Issues 3: Construction

It was of no relevance that the Claimant saw a screen that said that £1 million had been won. The terms of the game were clear – a win is shown by flashing white numbers and a message stating the win amount and the player must select finish to complete the game. Additionally, the amount payable to the Claimant was recorded on the Defendant's centralised list after the Claimant's play. The outcome of £10 was the intended and actual result.

Key takeaways

When drafting terms and conditions, it is important to remember that these should be easily accessible to consumers and the terms should not be unduly burdensome. Any particularly onerous terms should be specifically signposted to consumers such as through different font sizes and colours. Although there is a degree of subjectivity involved in deciding whether a term is "fair", businesses should ensure that terms are not significantly weighted in their favour to the detriment of consumers.

Royalty based on gross income excludes rebates

In Eteboxagu AB v Cycle Pharmaceuticals Ltd [2023] EWHC 462 (Comm), the High Court held that the definition of "Relevant Revenues" did not include rebates from the income received from the sale of products in the US pharmaceuticals market.

As part of an agreement between Cycle Pharmaceuticals Ltd ("Cycle") and Eteboxagu AB ("Eteboxagu"), Cycle paid Eteboxagu royalties on products sold. These royalties were calculated as a percentage of "Relevant Revenues", a term which had been defined in the agreement as "gross income from the sale of the Product excluding VAT and transport costs". As part of the commercial arrangements with customers in the United States, Cycle negotiated terms with health insurers' pharmacy benefit managers ("PBMs"). These PBMs are responsible for approving drugs onto a list for use by those health insurers.
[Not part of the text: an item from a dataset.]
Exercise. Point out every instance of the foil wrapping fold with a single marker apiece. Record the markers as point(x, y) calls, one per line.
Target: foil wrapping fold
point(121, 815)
The judgment explains that where there are competing drugs on the market, a rebate arrangement with PBMs is a commercial necessity and some government-backed schemes (Medicare and Medicaid) even have a fixed level of rebate.

The key issue in this dispute was that Cycle had deducted these rebates from the bucket of monies from which Eteboxagu's royalties would be calculated. Eteboxagu claimed that this had led to an underpayment of royalties valued at around $1.5m. Eteboxagu's submission was that an ordinary meaning of "gross income" meant prior to deductions and that the express exclusion of VAT and transport costs supported that interpretation. The judgment held that both parties were aware, at the date of the agreement, of the drug marketing commercial environment in the US and the inevitability of rebates in this situation. The judge held further that the objective intention in this situation would be to regard Cycle's "gross income" as the effective income it received, which was to exclude rebates (as they never would have been received given the commercial context). The judge also makes reference to the accounting treatment of rebates which refers to revenue as the gross inflows of economic benefits received and receivable, excluding sums collected on behalf of third parties. This accounting treatment was how Cycle had treated the rebates in its accounts. Accordingly, the judgment held that Cycle was permitted to deduct the rebates from the "Relevant Revenues" in order to calculate the royalty payment.

This case illustrates the importance of precise drafting in commercial contracts to avoid confusion about what should and should not be included in the bucket of monies from which royalties are calculated.